Re: [PATCH v1 1/2] powerpc/pseries/hotplug-memory: stop checking is_mem_section_removable()
From: David Hildenbrand
Date: Thu Apr 09 2020 - 03:26:37 EST
On 09.04.20 04:59, piliu wrote:
>
>
> On 04/08/2020 10:46 AM, Baoquan He wrote:
>> Add Pingfan to CC since he usually handles ppc related bugs for RHEL.
>>
>> On 04/07/20 at 03:54pm, David Hildenbrand wrote:
>>> In commit 53cdc1cb29e8 ("drivers/base/memory.c: indicate all memory
>>> blocks as removable"), the user space interface to compute whether a memory
>>> block can be offlined (exposed via
>>> /sys/devices/system/memory/memoryX/removable) has effectively been
>>> deprecated. We want to remove the leftovers of the kernel implementation.
>>
>> Pingfan, can you have a look at this change on PPC? Please feel free to
>> give comments if any concern, or offer ack if it's OK to you.
>>
>>>
>>> When offlining a memory block (mm/memory_hotplug.c:__offline_pages()),
>>> we'll start by:
>>> 1. Testing if it contains any holes, and reject if so
>>> 2. Testing if pages belong to different zones, and reject if so
>>> 3. Isolating the page range, checking if it contains any unmovable pages
>>>
>>> Using is_mem_section_removable() before trying to offline is not only racy,
>>> it can easily result in false positives/negatives. Let's stop manually
>>> checking is_mem_section_removable(), and let device_offline() handle it
>>> completely instead.
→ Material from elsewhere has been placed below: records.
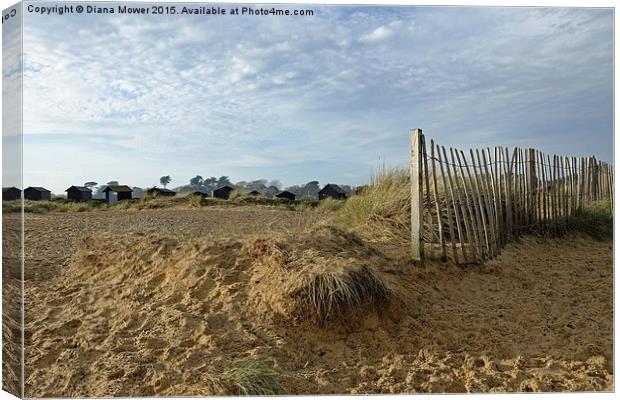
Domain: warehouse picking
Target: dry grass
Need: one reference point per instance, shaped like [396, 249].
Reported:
[596, 220]
[325, 277]
[381, 211]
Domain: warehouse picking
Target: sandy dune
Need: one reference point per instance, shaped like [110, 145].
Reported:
[135, 310]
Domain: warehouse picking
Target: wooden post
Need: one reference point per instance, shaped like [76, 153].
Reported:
[417, 223]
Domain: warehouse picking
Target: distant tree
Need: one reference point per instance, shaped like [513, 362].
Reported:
[297, 190]
[137, 192]
[165, 180]
[272, 191]
[210, 184]
[223, 181]
[312, 189]
[196, 181]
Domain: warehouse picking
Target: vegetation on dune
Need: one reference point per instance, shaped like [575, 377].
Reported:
[325, 275]
[382, 210]
[595, 219]
[251, 376]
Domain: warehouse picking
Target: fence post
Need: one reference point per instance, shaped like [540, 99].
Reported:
[417, 212]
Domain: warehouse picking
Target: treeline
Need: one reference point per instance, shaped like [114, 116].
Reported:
[268, 188]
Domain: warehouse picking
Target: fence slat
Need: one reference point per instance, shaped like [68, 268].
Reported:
[428, 196]
[449, 206]
[488, 201]
[417, 222]
[471, 206]
[508, 188]
[454, 186]
[479, 200]
[436, 196]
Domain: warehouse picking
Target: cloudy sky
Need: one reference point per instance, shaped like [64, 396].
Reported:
[327, 97]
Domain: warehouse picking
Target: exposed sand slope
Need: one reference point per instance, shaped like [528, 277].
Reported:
[146, 315]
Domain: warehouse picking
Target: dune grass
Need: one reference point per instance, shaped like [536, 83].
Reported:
[324, 294]
[382, 210]
[251, 376]
[595, 219]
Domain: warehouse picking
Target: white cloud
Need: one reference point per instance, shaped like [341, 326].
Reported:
[281, 92]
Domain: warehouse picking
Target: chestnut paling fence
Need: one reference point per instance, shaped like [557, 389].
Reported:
[467, 206]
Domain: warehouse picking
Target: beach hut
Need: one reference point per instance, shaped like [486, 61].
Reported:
[114, 193]
[199, 193]
[223, 192]
[37, 193]
[360, 189]
[160, 192]
[79, 193]
[332, 191]
[286, 195]
[11, 193]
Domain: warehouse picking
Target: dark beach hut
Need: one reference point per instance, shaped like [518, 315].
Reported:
[332, 191]
[115, 193]
[11, 193]
[79, 193]
[360, 189]
[161, 192]
[286, 195]
[223, 192]
[37, 193]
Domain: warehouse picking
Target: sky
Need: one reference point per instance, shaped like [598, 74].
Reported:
[328, 97]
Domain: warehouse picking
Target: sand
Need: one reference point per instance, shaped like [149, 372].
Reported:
[133, 309]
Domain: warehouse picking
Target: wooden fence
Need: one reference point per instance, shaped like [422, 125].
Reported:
[466, 209]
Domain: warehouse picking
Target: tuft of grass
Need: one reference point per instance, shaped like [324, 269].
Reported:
[595, 219]
[194, 200]
[251, 376]
[336, 293]
[382, 211]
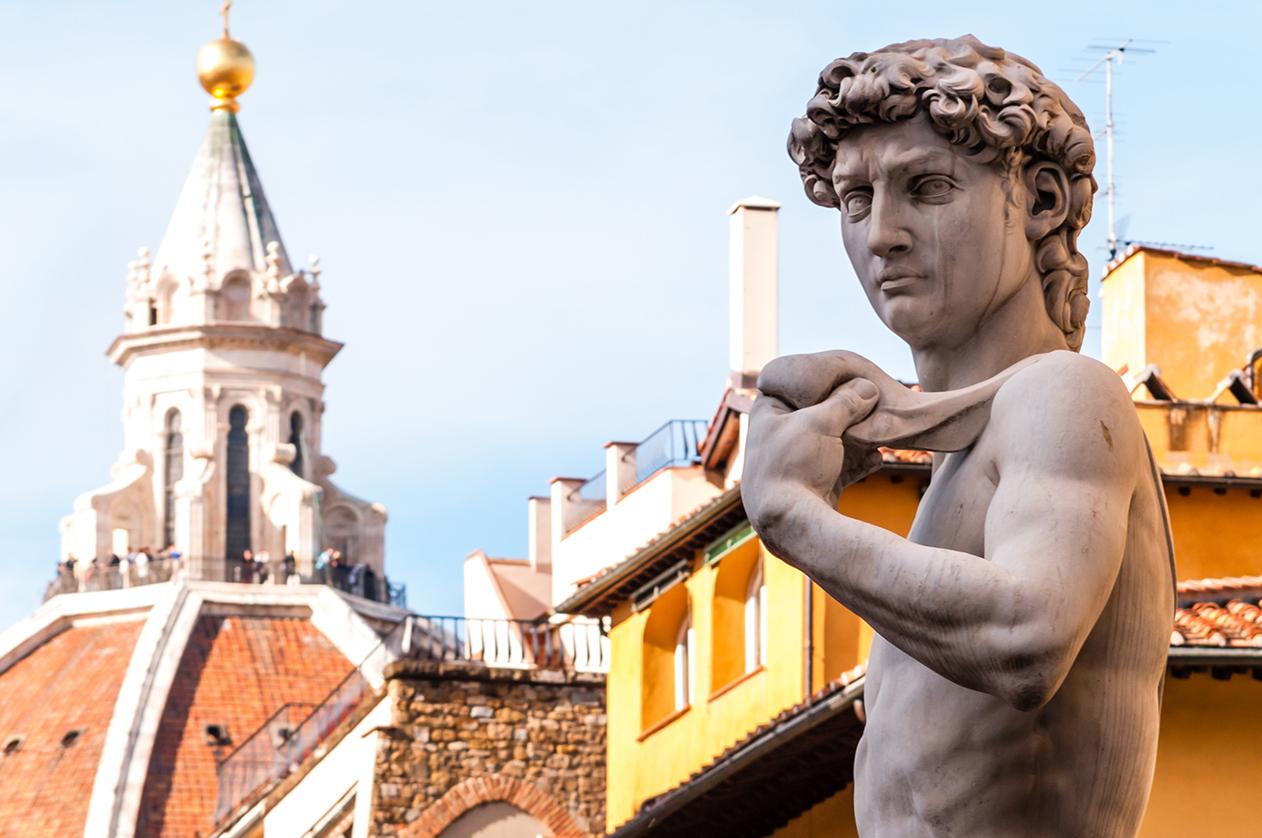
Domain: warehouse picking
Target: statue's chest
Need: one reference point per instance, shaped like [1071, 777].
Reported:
[952, 514]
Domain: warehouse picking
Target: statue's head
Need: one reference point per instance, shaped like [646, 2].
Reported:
[961, 173]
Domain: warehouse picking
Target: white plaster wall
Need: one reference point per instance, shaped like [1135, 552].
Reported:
[346, 769]
[635, 519]
[482, 597]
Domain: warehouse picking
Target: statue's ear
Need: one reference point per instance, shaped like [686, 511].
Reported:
[1046, 198]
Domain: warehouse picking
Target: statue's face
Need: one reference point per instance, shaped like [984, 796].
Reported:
[937, 239]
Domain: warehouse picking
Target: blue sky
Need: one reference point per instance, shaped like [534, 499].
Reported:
[520, 212]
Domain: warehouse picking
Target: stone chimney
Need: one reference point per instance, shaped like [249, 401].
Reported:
[754, 288]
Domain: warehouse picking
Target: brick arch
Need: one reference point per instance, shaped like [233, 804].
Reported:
[492, 788]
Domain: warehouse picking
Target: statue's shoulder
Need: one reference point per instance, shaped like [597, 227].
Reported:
[1065, 395]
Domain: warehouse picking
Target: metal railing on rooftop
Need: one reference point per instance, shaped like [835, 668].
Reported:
[675, 443]
[593, 490]
[507, 644]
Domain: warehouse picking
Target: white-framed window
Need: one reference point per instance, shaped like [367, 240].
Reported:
[756, 620]
[684, 682]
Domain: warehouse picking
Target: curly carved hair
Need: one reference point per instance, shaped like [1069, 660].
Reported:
[995, 105]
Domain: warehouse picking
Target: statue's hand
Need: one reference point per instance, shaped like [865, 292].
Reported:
[794, 456]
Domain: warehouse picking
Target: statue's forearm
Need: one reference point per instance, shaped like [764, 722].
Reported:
[957, 613]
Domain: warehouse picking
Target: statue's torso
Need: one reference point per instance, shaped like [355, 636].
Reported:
[940, 759]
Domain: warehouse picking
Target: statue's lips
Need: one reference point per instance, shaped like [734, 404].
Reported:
[897, 282]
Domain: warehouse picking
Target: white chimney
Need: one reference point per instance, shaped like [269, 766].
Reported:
[539, 526]
[754, 288]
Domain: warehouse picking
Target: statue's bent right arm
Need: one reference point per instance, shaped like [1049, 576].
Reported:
[1008, 622]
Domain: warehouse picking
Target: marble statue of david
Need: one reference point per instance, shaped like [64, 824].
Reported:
[1015, 683]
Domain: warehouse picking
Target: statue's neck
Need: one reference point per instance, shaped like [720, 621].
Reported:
[1010, 333]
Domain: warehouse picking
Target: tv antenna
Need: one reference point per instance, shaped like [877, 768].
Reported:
[1113, 54]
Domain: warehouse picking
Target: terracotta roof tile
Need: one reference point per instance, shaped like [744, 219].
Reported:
[235, 672]
[68, 683]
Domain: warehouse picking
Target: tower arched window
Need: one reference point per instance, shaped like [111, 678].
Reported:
[668, 665]
[173, 472]
[295, 439]
[684, 682]
[237, 477]
[738, 612]
[756, 620]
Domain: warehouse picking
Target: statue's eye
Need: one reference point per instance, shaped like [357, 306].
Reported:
[857, 202]
[934, 187]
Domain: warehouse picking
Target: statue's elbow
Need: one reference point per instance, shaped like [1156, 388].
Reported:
[1027, 680]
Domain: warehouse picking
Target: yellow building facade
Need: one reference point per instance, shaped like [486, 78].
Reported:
[735, 696]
We can remove the racy is_mem_section_removable()
>>> implementation next.
>>>
>>> We now take more locks (e.g., memory hotplug lock when offlining and the
>>> zone lock when isolating), but maybe we should optimize that
>>> implementation instead if this ever becomes a real problem (after all,
>>> memory unplug is already an expensive operation). We started using
>>> is_mem_section_removable() in commit 51925fb3c5c9 ("powerpc/pseries:
>>> Implement memory hotplug remove in the kernel"), with the initial
>>> hotremove support of lmbs.
>>>
>>> Cc: Nathan Fontenot <nfont@xxxxxxxxxxxxxxxxxx>
>>> Cc: Michael Ellerman <mpe@xxxxxxxxxxxxxx>
>>> Cc: Benjamin Herrenschmidt <benh@xxxxxxxxxxxxxxxxxxx>
>>> Cc: Paul Mackerras <paulus@xxxxxxxxx>
>>> Cc: Michal Hocko <mhocko@xxxxxxxx>
>>> Cc: Andrew Morton <akpm@xxxxxxxxxxxxxxxxxxxx>
>>> Cc: Oscar Salvador <osalvador@xxxxxxx>
>>> Cc: Baoquan He <bhe@xxxxxxxxxx>
>>> Cc: Wei Yang <richard.weiyang@xxxxxxxxx>
>>> Signed-off-by: David Hildenbrand <david@xxxxxxxxxx>
>>> ---
>>> .../platforms/pseries/hotplug-memory.c | 26 +++----------------
>>> 1 file changed, 3 insertions(+), 23 deletions(-)
>>>
>>> diff --git a/arch/powerpc/platforms/pseries/hotplug-memory.c b/arch/powerpc/platforms/pseries/hotplug-memory.c
>>> index b2cde1732301..5ace2f9a277e 100644
>>> --- a/arch/powerpc/platforms/pseries/hotplug-memory.c
>>> +++ b/arch/powerpc/platforms/pseries/hotplug-memory.c
>>> @@ -337,39 +337,19 @@ static int pseries_remove_mem_node(struct device_node *np)
>>>
>>> static bool lmb_is_removable(struct drmem_lmb *lmb)
>>> {
>>> - int i, scns_per_block;
>>> - bool rc = true;
>>> - unsigned long pfn, block_sz;
>>> - u64 phys_addr;
>>> -
>>> if (!(lmb->flags & DRCONF_MEM_ASSIGNED))
>>> return false;
>>>
>>> - block_sz = memory_block_size_bytes();
>>> - scns_per_block = block_sz / MIN_MEMORY_BLOCK_SIZE;
>>> - phys_addr = lmb->base_addr;
>>> -
>>> #ifdef CONFIG_FA_DUMP
>>> /*
>>> * Don't hot-remove memory that falls in fadump boot memory area
>>> * and memory that is reserved for capturing old kernel memory.
>>> */
>>> - if (is_fadump_memory_area(phys_addr, block_sz))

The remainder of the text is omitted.